Los primeros años de su infancia, presididos por el miedo y la desconfianza, transcurrieron entre privaciones extremas y ausencias obligadas. Entre implacables silencios que atenazaron su voluntad y doblegaron su tendencia natural a la alegría, heredada del padre que nunca conoció. La inocente curiosidad infantil se desintegraba frente al hermético muro de mutismo levantado por esa mujer esquiva y gris que fue su madre, cuya obsesión por pasar desapercibidas avivó en Ángela una profunda sensación de invisibilidad que a menudo la incitaba a pensar que en realidad no existían.
Acechada por los fantasmas del pasado y los temores del presente aprendió a callar, a nunca preguntar, a no esperar respuestas más allá de los prolongados silencios instaurados por la viuda del joven oficial republicano. Aprendió a convivir con la fragilidad de un futuro incierto y asimiló con naturalidad el devenir cotidiano por el sendero de la miseria y la escasez. Se habituó a distraer las embestidas del hambre y se curtió en el arte de aparentar indiferencia ante las humillaciones y desprecios de los vencedores. Desde muy niña asumió sin reproches ni lamentos la carga del trabajo y aprendió a ser independiente, responsable y prudente, pero nunca aprendió a sonreír.
Permanece en la memoria de Ángela, como uno de los recuerdos más vivos de su infancia, la mañana en que unos operarios del Ayuntamiento colocaron frente a su casa una descomunal estatua con la figura de un hombre que montaba a caballo.
- ¿Quién es madre?
- El asesino de tu padre.
Nunca volvió a preguntar y jamás su madre volvió a mencionar la figura del verdugo de bronce que parecía acecharlas desde su pedestal, tratando de intimidarlas para asegurarse que nunca olvidaran su condición de derrotadas. Pero a pesar de aquel pacto de silencio voluntario, la presencia de la tétrica efigie se perpetuó frente a la ventana de la habitación de Ángela. Vigilante durante los oscuros años del franquismo, desafiante cuando por fin llegó la democracia, siempre arrogante y omnipresente. Cada mañana, obligada a toparse con la frialdad de aquellos inexpresivos ojos metálicos observándola desde su firme podio de cemento, una punzada de rabia contenida recorría su cuerpo mientras se preguntara con nostalgia cómo sería tener un padre.

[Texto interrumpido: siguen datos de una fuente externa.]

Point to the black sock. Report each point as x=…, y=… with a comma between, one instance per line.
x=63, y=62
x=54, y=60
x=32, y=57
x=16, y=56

Pero ni los forzados silencios, ni el miedo impuesto, ni el estigma de derrota infligido por los salvadores de la patria, consiguieron reprimir en el espíritu libre de Ángela la íntima certeza de que la razón estaba de su parte. Amparada por la solidez de sus convicciones y alentada por la seguridad de que nada dura eternamente, vivió la agonía de la dictadura, enterró al dictador y celebró la restauración de las libertades. Contempló resignada como gobernaron los unos y después lo otros y sin embargo en su vida se sucedían, invariablement, las mismas preguntas y las mismas repuestas.
- ¿Mami, quién es el hombre de la estatua?
- El asesino de tu abuelo, hija.
Esta mañana, cuando Ángela levanta la persiana de su habitación, amanece el pedestal desabitado repleto de flores rojas y amarillas. Algunos viejos nostálgicos, mano en alto y camisas azules, liberan de sus cuerpos los demonios del odio y el resentimiento congregando himnos, blasfemias y rezos, como si de un extraño exorcismo se tratara. Unos elevan sus devotas plegarias rogándole a su Dios que resucite al dictador. Otros lloran desconsolados la pérdida irreparable del último vestigio del glorioso pasado de la amada patria. Ángela mira al cielo y sonríe.